サカナクション山口一郎さんが2026年6月16日放送のニッポン放送『山口一郎のオールナイトニッポン』で『MUSIC AWARDS JAPAN』基本設計チームのオミさんを招いて『MUSIC AWARDS JAPAN』について特集。ノミネート作品やアーティストの選出方法や票の振り分け、投票システムの透明性の担保などについて話していました。
(山口一郎)で、ここからなんですけど。一番、みんなが気になってるのってやっぱり受賞作品の選び方だと思うんですけど。メールも来ております。「MAJ基本設計チームの方に質問です。音楽人5000人による投票と謳っていますが、具体的にどんな職種の方々がどのように選ばれて、どのように投票しているのかを教えてください」っていう。これがもう、めちゃくちゃ来てます。
(オミ)そうですよね。
(山口一郎)これって具体的にどう……とにかく透明性が大事だっていう風に謳ってるじゃないですか。『MUSIC AWARDS JAPAN』って。具体的にはどういうところが透明性があるというか、どういう風に選出してるんですか? 5000人っていうのは?
(オミ)今ね、実は5000人、以上いるんですよ。
(山口一郎)えっ? 5000人以上いるんですか。
(オミ)いますね。その数みたいなところはまだ言えてない……カルキュレート(算出)してないんですけれど。でも、その投票メンバーに関して言うとまずアーティストですね。

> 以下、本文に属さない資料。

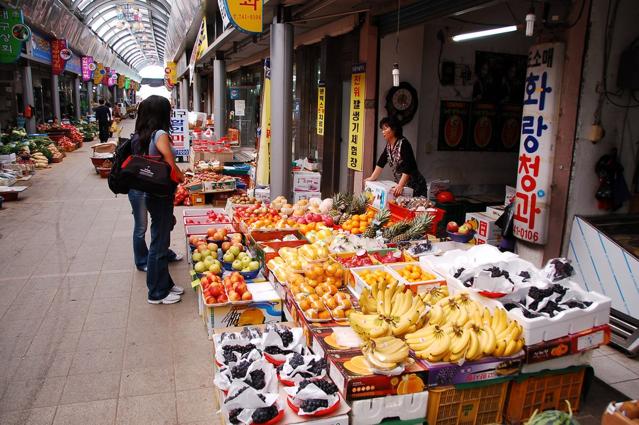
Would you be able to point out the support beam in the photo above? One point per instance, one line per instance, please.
(281, 107)
(27, 98)
(55, 96)
(76, 97)
(219, 97)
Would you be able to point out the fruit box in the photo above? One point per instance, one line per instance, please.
(266, 307)
(486, 369)
(405, 407)
(355, 386)
(571, 344)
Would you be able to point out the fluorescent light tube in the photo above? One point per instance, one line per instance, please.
(485, 33)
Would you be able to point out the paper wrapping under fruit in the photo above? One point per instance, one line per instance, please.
(310, 392)
(249, 401)
(224, 381)
(290, 373)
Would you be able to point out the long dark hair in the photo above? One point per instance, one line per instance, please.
(154, 113)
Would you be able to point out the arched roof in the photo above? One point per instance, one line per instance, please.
(134, 29)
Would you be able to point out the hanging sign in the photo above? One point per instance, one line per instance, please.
(87, 61)
(244, 15)
(321, 104)
(10, 46)
(356, 118)
(180, 131)
(59, 55)
(537, 143)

(山口一郎)アーティストっていうのはもう、僕とか、ミュージシャン?
(オミ)はい。で、ビルボードのチャートみたいなことを使ってるんですけど。ビルボードの指標で1年間を七つのピリオドで分けてます。
(山口一郎)1年間を七つのピリオドに分けている。はい。
1年間を七つのピリオドに分ける理由
(オミ)やっぱりね、「年間」でやっちゃうと1月に出した人が有利になっちゃうんですよ。ストリーミングって。累計ですると。
(山口一郎)ああ、そうか。早くリリースした方がいっぱい聞かれるから。なるほど、なるほど。
(オミ)そうすると12月に出した人がすごい不利じゃないですか。だからそこをちゃんと解消しようっていうところで、1年間を七つに分けて。で、これもすごい色々なシミュレーションをしたんですけど。ビルボードに磯崎さんっていうすごいチャートの変態がいて。
(山口一郎)チャート変態が!?(笑)。
(オミ)磯崎さんがもう本当に色んな計数をかけながら、エクスタシーを感じながら(笑)。「これがいいんじゃないですか?」みたいな話をして最終的に七つになったんですけど。で、その七つのピリオドの中でそれぞれ総合チャートでトップ300に入ったアーティストおよび、その楽曲に関わった作詞、作曲、編曲者みたいなところも入ってきます。
(山口一郎)それは投票者に?
(オミ)投票者に。
(山口一郎)じゃあ、僕も実際に投票したんですけど。アーティストと、あとそのトップ300に入った作詞、作曲した人、編曲者もこの5000人の中に入っている。つまり、もうクリエイターが入ってるっていうことですね。なるほど。それ以外は?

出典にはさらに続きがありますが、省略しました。